EpiPen is the only FDA-approved epinephrine auto-injector covered by most insurance companies. Mylan patented the injector design so the alternative options are very limited, says Eghrar-Sabet. One cheaper, FDA-approved version called Auvi-Q had success until it was recalled in 2015 due to inaccurate dosage issues. Adrenaclick is another FDA-approved auto-injector, but it's hard to find and most insurance companies won't cover it so it's not much cheaper. The FDA actually made it illegal for pharmacies to prescribe Adrenaclick as a low-cost alternative to the EpiPen if patients couldn't pay.

"The last resort is a bottle of epinephrine and syringes to do it yourself, but this isn't FDA-approved and you also need to know how to draw up your exact dosage in the syringe and inject yourself, which is almost impossible to do if you're in the heat of anaphylaxis," says Eghrari-Sabet. It's really only a viable option if you happen to be a trained medical professional with an allergy.

12. Become an advocate, and ask your state congressperson for EpiPens to get on the Preventive Drug List.

The Preventive Drug List outlines that certain preventive health benefits and prescription meds are exempt from your deductible in high-deductible health plans. If EpiPens are on the list, then federal rules allow you to pay zero copay or coinsurance at the pharmacy even if you haven't met your deductible.
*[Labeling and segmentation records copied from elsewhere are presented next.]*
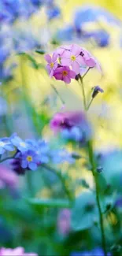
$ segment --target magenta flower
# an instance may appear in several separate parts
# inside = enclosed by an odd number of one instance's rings
[[[90,69],[96,67],[99,71],[102,72],[101,66],[98,62],[98,61],[95,59],[95,58],[93,57],[86,49],[84,48],[81,48],[81,49],[82,50],[80,52],[80,55],[83,58],[84,65]]]
[[[0,248],[0,256],[38,256],[35,253],[25,253],[23,247],[11,248]]]
[[[72,45],[69,46],[62,46],[60,47],[57,47],[55,53],[59,55],[59,57],[61,57],[65,50],[70,51],[72,48]]]
[[[86,117],[83,112],[57,113],[50,122],[50,128],[54,132],[63,129],[70,130],[74,126],[80,126],[86,122]]]
[[[54,72],[57,67],[57,57],[58,55],[56,53],[54,53],[52,57],[50,54],[45,55],[45,59],[48,63],[46,65],[46,69],[50,77],[53,76]]]
[[[70,83],[71,79],[76,77],[76,73],[67,66],[59,66],[55,69],[54,76],[57,80],[62,80],[66,83]]]
[[[61,61],[62,65],[72,66],[76,74],[79,73],[79,68],[83,65],[83,57],[80,55],[81,47],[76,44],[72,44],[69,50],[65,50],[61,55]]]

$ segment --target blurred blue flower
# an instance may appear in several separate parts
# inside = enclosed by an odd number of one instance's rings
[[[21,167],[21,153],[17,155],[17,158],[13,158],[11,161],[11,167],[13,172],[18,175],[24,175],[25,169]]]
[[[13,151],[14,150],[15,148],[9,138],[0,139],[0,154],[4,154],[6,151]]]
[[[73,252],[70,256],[104,256],[104,251],[102,248],[95,248],[91,251]],[[107,256],[111,256],[110,253]]]
[[[46,15],[50,20],[53,20],[61,15],[61,9],[57,6],[49,6],[46,9]]]
[[[24,169],[35,171],[38,167],[39,161],[39,156],[34,150],[28,150],[21,154],[21,167]]]
[[[74,24],[76,29],[82,29],[82,26],[87,22],[98,22],[99,18],[104,19],[113,24],[122,25],[122,22],[109,13],[105,9],[96,6],[84,6],[79,8],[75,13]]]
[[[20,152],[24,152],[29,148],[29,145],[21,139],[16,133],[10,137],[11,143],[17,148]]]
[[[56,37],[60,41],[72,41],[74,38],[74,28],[68,24],[64,28],[57,31]]]
[[[46,142],[44,140],[36,141],[35,139],[28,139],[26,141],[37,154],[40,164],[49,162],[50,148]]]

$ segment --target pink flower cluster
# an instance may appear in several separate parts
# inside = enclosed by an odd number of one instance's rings
[[[25,253],[23,247],[11,248],[0,248],[0,256],[38,256],[35,253]]]
[[[72,44],[60,46],[53,53],[45,55],[47,61],[46,69],[50,77],[54,76],[57,80],[66,83],[71,83],[71,79],[82,73],[82,69],[97,67],[101,69],[96,59],[84,48]]]

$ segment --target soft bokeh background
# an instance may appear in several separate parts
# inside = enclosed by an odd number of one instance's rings
[[[102,69],[102,74],[91,69],[84,78],[87,101],[91,98],[94,86],[99,85],[104,90],[104,94],[99,94],[94,99],[88,113],[93,128],[94,152],[105,155],[101,161],[105,169],[109,169],[105,174],[107,179],[115,182],[112,195],[118,193],[119,198],[121,198],[121,183],[118,184],[118,182],[122,180],[122,2],[120,0],[56,0],[55,5],[60,9],[61,14],[50,20],[46,12],[46,7],[43,6],[38,7],[38,10],[29,18],[17,18],[10,24],[5,22],[0,28],[0,36],[3,38],[0,55],[3,52],[6,54],[5,61],[2,61],[2,57],[0,58],[0,74],[3,65],[5,69],[13,65],[10,76],[1,74],[0,76],[1,137],[17,132],[23,139],[44,137],[50,140],[54,147],[57,144],[64,146],[64,141],[60,138],[56,139],[49,126],[53,115],[62,107],[62,102],[52,85],[63,98],[65,110],[83,110],[81,89],[76,80],[65,86],[61,81],[50,80],[42,51],[50,53],[61,44],[72,43],[86,47],[97,58]],[[97,43],[94,36],[84,39],[76,32],[75,13],[84,5],[90,5],[93,9],[95,6],[105,8],[111,13],[113,20],[117,20],[108,22],[105,15],[99,13],[97,22],[85,22],[83,24],[83,30],[89,33],[99,28],[107,32],[109,39],[104,46]],[[70,29],[66,34],[69,33],[69,36],[65,38],[63,31],[68,27]],[[75,148],[79,151],[72,143],[65,143],[65,147],[70,150]],[[83,149],[81,153],[86,154]],[[106,155],[108,158],[105,158]],[[9,162],[4,165],[6,167],[1,167],[0,173],[4,168],[9,169]],[[81,186],[78,184],[78,179],[86,179],[91,188],[93,187],[92,175],[83,158],[72,166],[64,164],[58,168],[64,175],[66,187],[74,196],[87,189],[83,184],[80,184]],[[120,176],[115,180],[116,173]],[[111,173],[113,176],[111,176]],[[79,230],[76,233],[71,232],[69,209],[62,212],[58,208],[38,204],[30,206],[26,199],[31,196],[38,198],[65,198],[58,178],[48,170],[44,171],[42,168],[37,173],[31,173],[30,177],[32,195],[30,187],[28,187],[28,176],[18,177],[15,174],[15,184],[12,183],[10,189],[9,186],[8,189],[7,183],[3,185],[4,179],[0,176],[1,247],[16,247],[20,245],[27,251],[35,251],[40,255],[65,255],[79,250],[80,247],[87,250],[101,247],[96,226],[93,229]],[[108,241],[109,248],[114,243],[121,246],[122,224],[119,213],[115,210],[107,216],[110,224],[106,224],[106,232],[111,234]],[[69,230],[71,234],[67,236]],[[116,236],[116,242],[114,234]],[[117,234],[120,234],[120,236]]]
"Congress has the ability to say that EpiPens need to go on the list because they are truly lifesaving and everyone who needs them should be able to get one," says Eghrari-Sabet. Even though writing a letter isn't a short-term solution, it's a great way to advocate for yourself as a patient and fight for federal laws that could make EpiPens free in the future. You can learn more by visiting the American Allergy Foundation of America or the Allergy and Asthma Network advocate information pages.

13. Finally, don't give up until you can get an EpiPen.

"My biggest fear is that this price change will cause people to think that the EpiPen isn't worth buying, or it isn't worth using if people think the reaction isn't serious enough or worth a $600 treatment," says Eghrari-Sabet.

The reality is, using an EpiPen is always worth it, because you may have no idea if a reaction is life-threatening until it's too late.

"You don't sit around wondering if you need an EpiPen when your throat is swelling up — you just need it," says Eghrari-Sabet. And patients should exhaust every single option they have until they can get the treatment they need.

BuzzFeed News has reached out to Mylan for comment.